982 Коялович, 583 № 229.
983 Коялович, 684 № 230.
984 Ф. И. Успенский, Наказ царя Ив. В. Грозного кн. Елецкому 17 и письмо Поссевина к Баторию, Starczewski, II, 77.
985 Письмо Поссевина к Замойскому от 21-го января у Кояловича (619) содержит выражение «cum lacrimis» (речь идет о благодарственном молебствии в лагере Замойского), в других изданиях этого выражения нет (см. Starczewski, II, 77, Relacje mmcj. apost., I, 437).
986 Письма Замойского к Баторию и плоцкому епископу, Коялович, 613, 617. То же рассказывает и Гейденштейн (257–258), забывая только отметить фамилию московского гонца, явившегося во Псков.
987 Коялович, 609–611.
988 Коялович, 615.
989 Мир состоялся на условиях, указанных в списке с договорной записи, данном кн. Елецкому с товарищами на образец, см. Ф. И. Успенский, Переговоры о мире 1–6.
990 У Гейденштейна (260) — три дня, в письме Замойского к королю (Коялович 694) — два.
991 Письмо Замойского к Баторию (Коялович, 694). Сообщение Гейденштейна (260) об этих фактах неточно. По словам историка, на требование Псковитян удалиться в трехдневный срок Замойский ответил, что, по его мнению, они говорят, по заключении мира, не то, что думают, так как он знает, что мир им не неприятен и конечно приятнее им, чем тому классу людей, который живет жалованьем; он уведет войско, когда это будет удобно (Starczeivski, II, 171). Это место передано в русском переводе (260) ошибочно.

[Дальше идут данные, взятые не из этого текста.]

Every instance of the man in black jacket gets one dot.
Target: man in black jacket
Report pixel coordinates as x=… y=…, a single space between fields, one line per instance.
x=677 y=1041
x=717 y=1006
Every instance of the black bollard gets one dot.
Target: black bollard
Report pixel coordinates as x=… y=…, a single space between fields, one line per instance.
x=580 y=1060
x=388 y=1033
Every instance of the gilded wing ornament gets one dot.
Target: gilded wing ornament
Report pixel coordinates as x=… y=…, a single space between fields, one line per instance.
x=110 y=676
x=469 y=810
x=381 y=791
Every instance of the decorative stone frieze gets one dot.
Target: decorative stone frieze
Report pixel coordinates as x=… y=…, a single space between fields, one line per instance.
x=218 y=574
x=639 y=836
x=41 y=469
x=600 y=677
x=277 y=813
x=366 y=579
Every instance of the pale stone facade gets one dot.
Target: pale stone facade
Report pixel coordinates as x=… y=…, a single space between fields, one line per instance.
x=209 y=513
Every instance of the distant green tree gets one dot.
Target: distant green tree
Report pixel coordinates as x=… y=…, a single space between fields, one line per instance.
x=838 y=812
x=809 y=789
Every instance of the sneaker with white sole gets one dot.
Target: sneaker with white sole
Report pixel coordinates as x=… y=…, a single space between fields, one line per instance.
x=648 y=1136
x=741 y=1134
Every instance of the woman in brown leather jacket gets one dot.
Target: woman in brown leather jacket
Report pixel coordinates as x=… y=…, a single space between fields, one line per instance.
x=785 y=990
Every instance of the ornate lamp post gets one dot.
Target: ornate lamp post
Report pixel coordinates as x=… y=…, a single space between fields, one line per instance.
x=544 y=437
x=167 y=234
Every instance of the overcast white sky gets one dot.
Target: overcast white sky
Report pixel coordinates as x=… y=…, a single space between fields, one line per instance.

992 Гейденштейн (260) говорит, что сам Замойский приказал передать Русским Остров с той целью, чтобы узнать их намерения и вместе с тем выказать им свое доверие. Сообщение это находится в противоречии со словами самого Замойского (Коялович, 694).
993 Piotroivski, 209; Гейденштейн, 261.
994 Piotrowski, 210; Коялович, 700.
Гейденштейн (262) говорит, что Замойский проник в Новгород Ливонский при помощи хитрости. Он приблизился к крепости с отрядом человек в 60; привратник спросил, кто идет; ему ответили: сотник; тогда он впустил отряд в город. Явившийся сюда воевода Петр Волынский, узнав брацлавского воеводу, с которым он познакомился, присутствуя при переговорах в Запольском яме, стал упрекать коменданта крепости в оплошности, в том, что он вместо сотника впустил воеводу, причем Волынский и не подозревал, что в городе находится уже сам Замойский. Узнав об этом от брацлавского воеводы, он пришел в сильное смущение и на требование Замойского сдать крепость стал отговариваться недостатком подвод. Из этого длинного рассказа Гейденштейна нельзя понять, зачем Замойский прибегал к подобной хитрости. Ведь одно появление армии гетмана под городом подействовало бы несомненно внушительно на воеводу крепости, и в уловках не было надобности. Если дело происходило так, как рассказывает Гейденштейн, то надо предположить, что желание явиться в город невзначай было простым капризом со стороны Замойского.